It actually was very sweet watching you “make” it. Mrs. Mary Beth directed your hand into a bag of pom-poms, die cuts, buttons and such. She told you to pick out something pretty to go onto the frame and you did just that. Once you felt your hand touching something, you closed it into a fist and pulled it out. You selected a few pom-poms, a couple hearts, a moon and a dinosaur looking guy. I put it right up on the fridge around a picture of you from our New Year’s card, 2008!
That photo has been on our fridge ever since it was taken at 6 months old. At that time, I had lost patience over waiting to see you smile. Since your ptosis had not been operated on and you had not received your contacts yet, you truly had no concept of what a smile should look like, or what context we use them in. I decided you were going to learn. So I would just tell you, “Smile Audrey” while holding the corners of your mouth up. It took you less than two days to before you understood what I wanted you to do when I said “smile!” You didn’t know why, but you knew it made me happy.

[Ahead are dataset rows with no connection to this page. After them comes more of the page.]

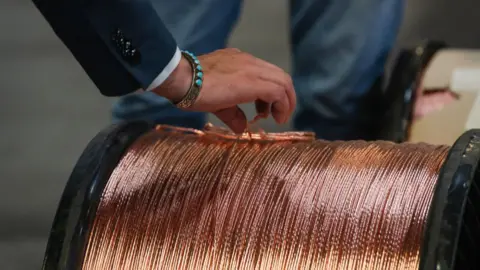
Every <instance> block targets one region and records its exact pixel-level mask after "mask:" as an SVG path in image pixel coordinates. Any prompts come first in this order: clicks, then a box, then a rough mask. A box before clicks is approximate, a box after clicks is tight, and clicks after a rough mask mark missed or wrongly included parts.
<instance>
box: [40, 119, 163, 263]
mask: <svg viewBox="0 0 480 270" xmlns="http://www.w3.org/2000/svg"><path fill="white" fill-rule="evenodd" d="M153 128H154V126H153V125H152V124H150V123H148V122H142V121H135V122H129V123H122V124H117V125H113V126H110V127H108V128H106V129H104V130H103V131H101V132H100V133H99V134H98V135H97V136H95V137H94V138H93V139H92V140H91V141H90V143H89V144H88V145H87V147H86V148H85V150H84V151H83V153H82V155H81V156H80V158H79V160H78V161H77V164H76V165H75V167H74V169H73V171H72V174H71V175H70V178H69V179H68V182H67V185H66V187H65V189H64V191H63V195H62V198H61V199H60V203H59V206H58V209H57V213H56V215H55V219H54V221H53V225H52V229H51V231H50V237H49V239H48V243H47V249H46V253H45V257H44V261H43V269H45V270H74V269H80V268H81V265H82V262H83V258H84V254H85V248H86V241H87V239H88V232H89V229H90V226H91V224H92V222H93V218H94V217H95V213H96V210H97V207H98V203H99V202H100V199H101V196H102V192H103V189H104V188H105V185H106V183H107V181H108V179H109V178H110V175H111V173H112V171H113V170H114V169H115V167H116V166H117V164H118V162H119V161H120V159H121V158H122V156H123V154H124V153H125V152H126V150H127V149H128V148H129V147H130V145H131V144H132V143H133V142H135V140H136V139H137V138H138V137H140V136H141V135H142V134H144V133H146V132H148V131H150V130H151V129H153Z"/></svg>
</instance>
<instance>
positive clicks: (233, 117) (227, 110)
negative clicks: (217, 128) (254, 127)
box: [215, 106, 247, 133]
mask: <svg viewBox="0 0 480 270" xmlns="http://www.w3.org/2000/svg"><path fill="white" fill-rule="evenodd" d="M215 115H216V116H217V117H218V119H220V120H221V121H222V122H224V123H225V124H226V125H227V126H228V127H229V128H230V129H231V130H232V131H233V132H235V133H242V132H244V131H245V129H246V128H247V117H246V116H245V113H244V112H243V111H242V110H241V109H240V107H238V106H233V107H229V108H226V109H222V110H219V111H216V112H215Z"/></svg>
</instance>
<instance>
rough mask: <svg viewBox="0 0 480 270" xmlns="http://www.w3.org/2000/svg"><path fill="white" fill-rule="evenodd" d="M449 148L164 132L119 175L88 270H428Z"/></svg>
mask: <svg viewBox="0 0 480 270" xmlns="http://www.w3.org/2000/svg"><path fill="white" fill-rule="evenodd" d="M448 150H449V148H448V147H446V146H432V145H427V144H409V143H405V144H393V143H389V142H364V141H351V142H326V141H322V140H314V139H313V137H312V136H311V134H310V133H305V134H303V133H278V134H271V133H266V134H258V133H252V134H251V135H248V134H241V135H235V134H232V133H229V132H228V131H226V130H223V129H219V128H216V127H213V126H207V127H206V128H205V130H203V131H199V130H192V129H183V128H176V127H171V126H159V127H157V129H155V130H153V131H151V132H149V133H147V134H145V135H143V136H142V137H140V138H139V139H138V140H137V141H136V142H135V143H134V144H133V145H132V146H131V148H130V149H129V150H128V151H127V153H126V154H125V155H124V157H123V158H122V159H121V161H120V162H119V164H118V166H117V167H116V168H115V170H114V171H113V173H112V175H111V177H110V179H109V180H108V183H107V185H106V187H105V190H104V192H103V195H102V198H101V201H100V203H99V206H98V209H97V212H96V216H95V219H94V221H93V224H92V226H91V230H90V231H89V238H88V243H87V248H86V253H85V257H84V260H83V266H82V269H85V270H94V269H95V270H99V269H127V270H130V269H132V270H133V269H135V270H143V269H145V270H150V269H172V270H173V269H175V270H177V269H179V270H183V269H195V270H197V269H252V270H253V269H255V270H257V269H258V270H263V269H382V270H383V269H418V266H419V256H420V255H419V252H420V245H421V241H422V237H423V230H424V227H425V224H426V219H427V215H428V210H429V207H430V204H431V201H432V197H433V192H434V187H435V183H436V181H437V177H438V174H439V171H440V168H441V166H442V164H443V162H444V160H445V157H446V154H447V152H448Z"/></svg>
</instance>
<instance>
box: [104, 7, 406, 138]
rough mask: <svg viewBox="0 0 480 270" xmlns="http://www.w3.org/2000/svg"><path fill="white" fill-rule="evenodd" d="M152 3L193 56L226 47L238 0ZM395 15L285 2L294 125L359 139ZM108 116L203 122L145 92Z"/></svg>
mask: <svg viewBox="0 0 480 270" xmlns="http://www.w3.org/2000/svg"><path fill="white" fill-rule="evenodd" d="M152 2H153V3H154V5H155V8H156V9H157V12H158V13H159V15H160V17H161V18H162V19H163V21H164V23H165V24H166V26H167V28H169V30H170V31H171V32H172V34H173V36H174V37H175V38H176V40H177V42H178V45H179V47H180V48H181V49H186V50H189V51H192V52H194V53H195V54H197V55H200V54H204V53H209V52H212V51H214V50H217V49H221V48H224V47H225V46H226V42H227V39H228V37H229V34H230V33H231V31H232V28H233V27H234V25H235V23H236V22H237V19H238V17H239V14H240V10H241V5H242V1H241V0H176V1H172V0H152ZM272 3H273V0H272ZM402 15H403V1H402V0H364V1H358V0H335V1H333V0H290V31H291V35H290V37H291V50H292V51H291V52H292V56H293V57H292V60H293V63H292V64H293V66H292V77H293V81H294V85H295V89H296V92H297V99H298V105H297V110H296V112H295V116H294V123H293V126H294V128H295V129H297V130H306V131H313V132H315V133H316V134H317V136H318V137H319V138H324V139H329V140H346V139H358V138H361V139H364V137H365V136H366V135H365V131H366V130H367V129H369V128H370V126H371V124H372V122H375V121H376V118H375V110H372V109H373V108H372V106H374V105H372V103H368V98H369V96H370V92H371V91H373V90H372V89H373V88H372V86H373V85H374V84H375V82H376V81H377V80H378V78H380V77H381V76H382V74H383V71H384V65H385V61H386V59H387V56H388V54H389V52H390V50H391V47H392V46H393V43H394V41H395V39H396V35H397V32H398V29H399V26H400V23H401V19H402ZM265 17H266V18H268V14H265ZM112 114H113V118H114V120H115V121H119V120H132V119H146V120H151V121H154V122H156V123H159V124H173V125H177V126H185V127H193V128H202V127H203V125H204V124H205V122H206V114H205V113H196V112H185V111H181V110H179V109H176V108H175V107H174V106H172V105H171V104H170V103H169V102H168V101H167V100H165V99H163V98H161V97H158V96H156V95H154V94H152V93H149V92H144V93H135V94H131V95H127V96H125V97H122V98H120V99H119V101H118V102H117V103H116V104H115V105H114V107H113V112H112Z"/></svg>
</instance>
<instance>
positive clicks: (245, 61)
mask: <svg viewBox="0 0 480 270" xmlns="http://www.w3.org/2000/svg"><path fill="white" fill-rule="evenodd" d="M198 59H199V60H200V64H201V65H202V67H203V72H204V74H205V75H204V81H203V87H202V90H201V91H200V95H199V97H198V99H197V101H196V102H195V104H194V105H193V106H192V107H191V108H189V110H192V111H200V112H211V113H213V114H215V115H216V116H217V117H218V118H219V119H220V120H222V121H223V122H224V123H225V124H226V125H227V126H228V127H230V128H231V129H232V130H233V131H234V132H236V133H241V132H244V131H245V129H246V128H247V118H246V116H245V113H244V112H243V111H242V110H241V109H240V108H239V107H238V105H239V104H243V103H250V102H255V105H256V109H257V117H262V118H266V117H268V116H269V114H270V113H271V114H272V116H273V118H274V119H275V121H276V122H277V123H279V124H283V123H285V122H287V121H288V119H289V118H290V116H291V114H292V113H293V110H294V109H295V105H296V97H295V90H294V88H293V84H292V80H291V78H290V76H289V75H288V74H287V73H285V71H283V70H282V69H280V68H279V67H277V66H275V65H273V64H270V63H268V62H265V61H263V60H261V59H258V58H255V57H253V56H251V55H249V54H247V53H244V52H241V51H240V50H238V49H224V50H218V51H215V52H213V53H210V54H206V55H202V56H199V57H198ZM192 72H193V71H192V68H191V66H190V64H189V63H188V61H187V60H186V59H183V58H182V60H181V61H180V64H179V65H178V67H177V68H176V69H175V71H174V72H173V73H172V74H171V75H170V76H169V78H168V79H167V80H166V81H165V82H164V83H163V84H162V85H160V86H159V87H158V88H157V89H154V90H153V91H154V92H155V93H157V94H158V95H161V96H163V97H166V98H167V99H169V100H171V101H173V102H178V101H179V100H181V99H182V98H183V96H184V95H185V94H186V92H187V90H188V89H189V87H190V84H191V81H192ZM257 117H256V118H257Z"/></svg>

It wasn’t always an immediate response. Often I would ask you to smile and then have to wait minutes for your ears to hear, send the message to your brain, your brain to process, send the message to your mouth and your mouth to respond. Daddy would give up and turn away—I would grab his arm and not let him move because I knew it was coming. And it always did. It didn't take long for you to realize the appropriate times to use that smile, and you were able to show us that you are such a genuinely happy girl.
You are such a smart chickadee, trapped in a body that doesn’t let you show it. I shouldn’t say trapped. That sounds so melodramatic and not at all how I mean it. We just need to figure out how to make that cute little body of yours cooperate a bit!
Anyway, thanks for my Mother’s Day gift! I loved it and I loved watching you create it. Oh, and I love you.